The bomb was placed underneath the DJ booth and went off at 1:45 in the morning. It killed Sgt. Kenneth T. Ford immediately. Sgt. James Goins was wounded in the blast but died of his injuries two months later.
American intelligence agencies suspected Libyan involvement. Then-Libyan leader Muammar Gaddafi was known for sponsoring terrorist organizations from Ireland to the Middle East and considered the United States his primary geopolitical adversary.
In March of 1986, the U.S. Navy and the Libyan Navy exchanged hostilities over the Gulf of Sidra when the United States asserted the Freedom of Navigation in the area under international law.
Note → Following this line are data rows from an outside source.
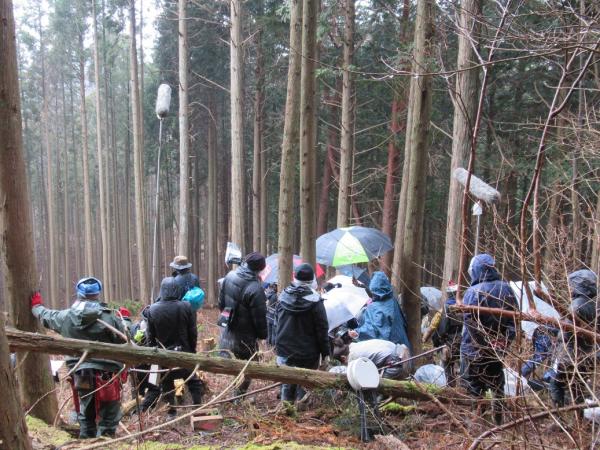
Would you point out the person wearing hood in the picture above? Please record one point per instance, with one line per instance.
(243, 307)
(576, 355)
(485, 338)
(302, 328)
(448, 333)
(183, 274)
(172, 325)
(383, 318)
(96, 383)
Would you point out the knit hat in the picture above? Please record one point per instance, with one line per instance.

American F-14 Tomcats engaged in a dogfight with Libyan MiG-23s, and Libyan ships began firing on an American battle group in a quick altercation that ended with a decisive U.S. victory.
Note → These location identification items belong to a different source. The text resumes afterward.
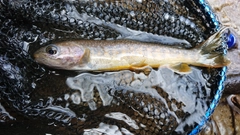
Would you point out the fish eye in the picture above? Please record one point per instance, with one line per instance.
(51, 50)
(231, 41)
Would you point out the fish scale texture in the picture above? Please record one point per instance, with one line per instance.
(38, 93)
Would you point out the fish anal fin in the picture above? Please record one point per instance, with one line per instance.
(181, 68)
(85, 57)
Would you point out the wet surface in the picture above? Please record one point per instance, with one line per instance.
(34, 97)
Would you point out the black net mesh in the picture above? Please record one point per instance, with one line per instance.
(39, 97)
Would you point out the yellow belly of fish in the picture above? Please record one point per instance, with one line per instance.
(127, 62)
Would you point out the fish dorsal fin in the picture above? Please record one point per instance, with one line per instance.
(181, 68)
(213, 50)
(85, 57)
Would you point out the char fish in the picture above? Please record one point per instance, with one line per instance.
(92, 55)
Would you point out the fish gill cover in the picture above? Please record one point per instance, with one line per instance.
(124, 102)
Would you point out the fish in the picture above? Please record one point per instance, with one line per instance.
(113, 55)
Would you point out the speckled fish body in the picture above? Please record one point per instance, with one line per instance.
(90, 55)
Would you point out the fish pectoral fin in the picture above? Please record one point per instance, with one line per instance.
(142, 68)
(181, 68)
(139, 64)
(85, 58)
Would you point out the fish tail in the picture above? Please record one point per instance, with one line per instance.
(213, 51)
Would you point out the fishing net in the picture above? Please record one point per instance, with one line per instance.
(124, 102)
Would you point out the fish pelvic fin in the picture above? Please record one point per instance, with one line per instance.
(213, 51)
(85, 57)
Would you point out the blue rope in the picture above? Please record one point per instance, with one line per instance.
(215, 23)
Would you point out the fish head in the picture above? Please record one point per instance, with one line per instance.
(59, 56)
(233, 53)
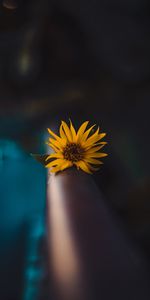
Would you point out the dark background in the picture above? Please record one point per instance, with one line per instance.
(84, 60)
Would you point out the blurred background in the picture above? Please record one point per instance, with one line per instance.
(80, 60)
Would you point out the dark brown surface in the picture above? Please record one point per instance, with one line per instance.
(89, 256)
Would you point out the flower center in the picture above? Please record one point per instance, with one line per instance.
(73, 152)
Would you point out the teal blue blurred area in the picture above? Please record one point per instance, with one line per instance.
(22, 208)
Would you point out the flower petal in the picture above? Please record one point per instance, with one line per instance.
(84, 166)
(55, 155)
(67, 131)
(56, 144)
(94, 139)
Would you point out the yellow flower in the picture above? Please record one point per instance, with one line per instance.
(79, 148)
After the Berlin nightclub bombing, U.S. intelligence intercepted Libyan communications in East Germany with the Libyan government in Tripoli. These communiques pointed to the North African country’s involvement in the bombing, an apparent response to the Gulf of Sidra incident.
In response to the terrorist attack in Germany, President Ronald Reagan ordered a coordinated aerial attack on targets inside Libya, including Libya’s special operations training barracks, Mitiga International Airport and Benina International Airport (both used by the Libyan military), and the Jamahiriya Guard barracks in Benghazi, which was a command and control center for the Libyans.
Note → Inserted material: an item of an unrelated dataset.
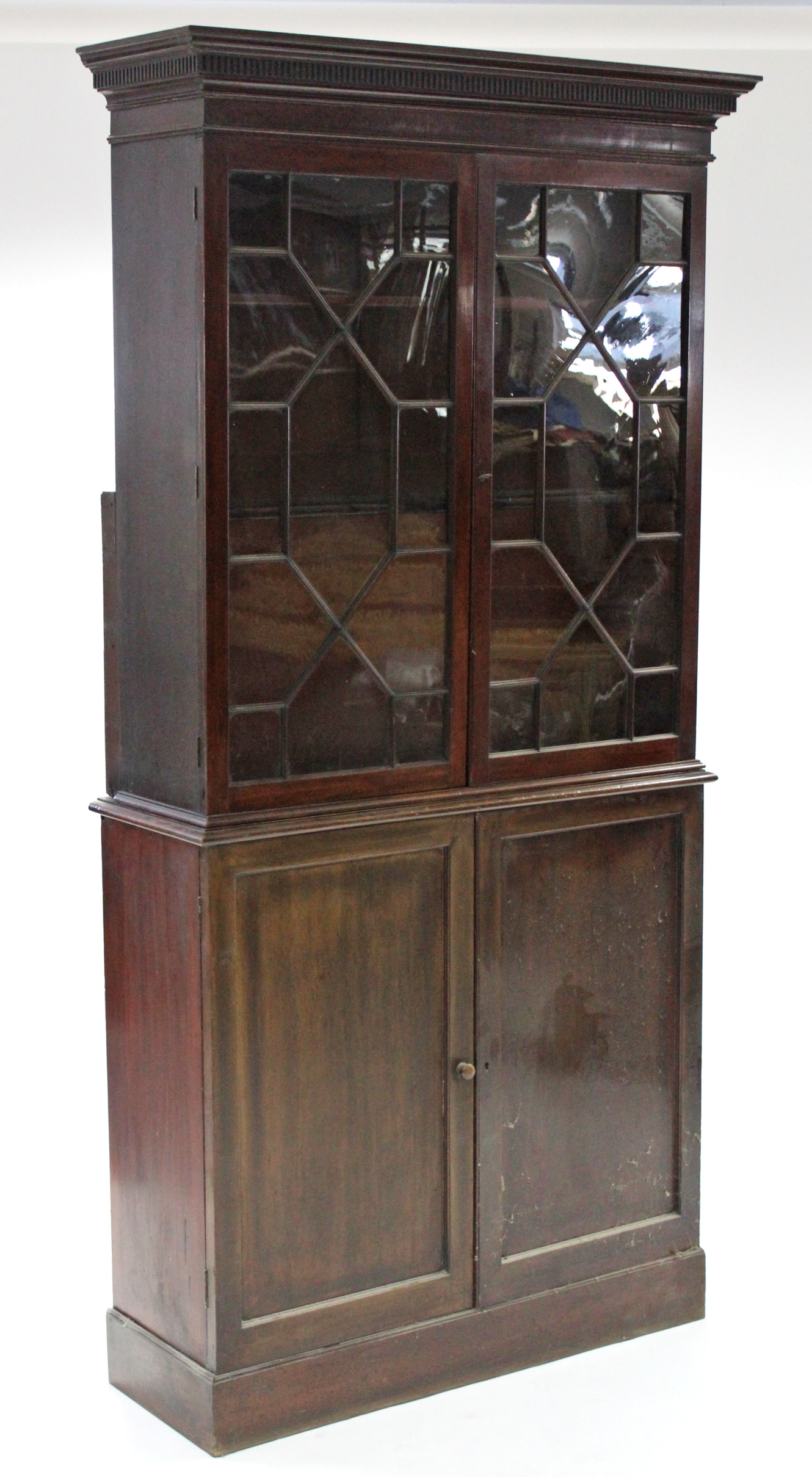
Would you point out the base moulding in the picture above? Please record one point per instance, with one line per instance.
(223, 1412)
Most importantly, the operation, code-named Operation El Dorado Canyon, targeted Gaddafi’s Bab al-Azizia compound in Tripoli. Bab al-Azizia wasn’t just the nerve center for Libya’s entire armed forces; it was also Gaddafi’s official private residence.
Because the U.S. was denied the use of airspace over France, Spain, and Italy due to their objections over the American use of force, the F-111 Aardvarks and A-6 Intruders being used in the operation would have to fly around continental Europe, over 6,000 miles round-trip, and conduct several aerial refuelings along the way.
Some 28 KC-10 Extenders and KC-135 Stratotankers took off from airfields in England on April 14, 1986, followed by 24 F-111 Aardvarks and five EF-111 Ravens. And that was just the Air Force. The Midway-class aircraft carrier USS Coral Sea and the Kitty Hawk-class supercarrier USS America were in the Mediterranean, carrying A-6 Intruders, A-7 Corsairs, and F/A-18 Hornets.
Together, they raided Libyan defenses all across the country in an effort to end or suppress its ability to train and conduct terrorist operations. At 1:54 a.m., the EF-111s and EA-6B Prowlers began jamming Libya’s sensor networks. At 2:00 a.m., the full attack began. It took only 12 minutes for all aircraft to drop 60 tons of munitions on their targets. President Reagan warned that the United States would do it again if necessary.
An estimated 45 Libyan troops and 30 civilians were killed, but Muammar Gaddafi was not one of them. Bombs struck the residence of the Libyan dictator during the attack, but he escaped, having been warned about the attack by Italian Prime Minister Bettino Craxi.
The U.S. lost one F-111 to enemy fire, shot down over the Gulf of Sidra. Air Force pilots Capt. Fernando L. Ribas-Dominicci and Capt. Paul F. Lorence died following the shoot-down. Gaddafi would hold the remains of Ribas-Dominicci until 1988 when Pope John Paul II secured its release. The remains of Capt. Lorance are still missing.
Enraged at the attack, Gaddafi accused President Reagan of trying to kill him in his own home, and Libya was far from finished supporting international terrorism. Western journalists and tourists were kidnapped and killed by Libyan agents and Libyan-supported terror groups in the Middle East. In 1988, Libya bombed Pan-Am Flight 103 over Lockerbie, Scotland, in retaliation, killing 259 people.
Gaddafi would not renounce terrorism until after the 9/11 attacks on the United States, attacks he condemned. He would also renounce his weapons of mass destruction programs and pay compensation to the families of the victims of the Berlin bombing, the Lockerbie bombing, and other acts of terror in the years that followed.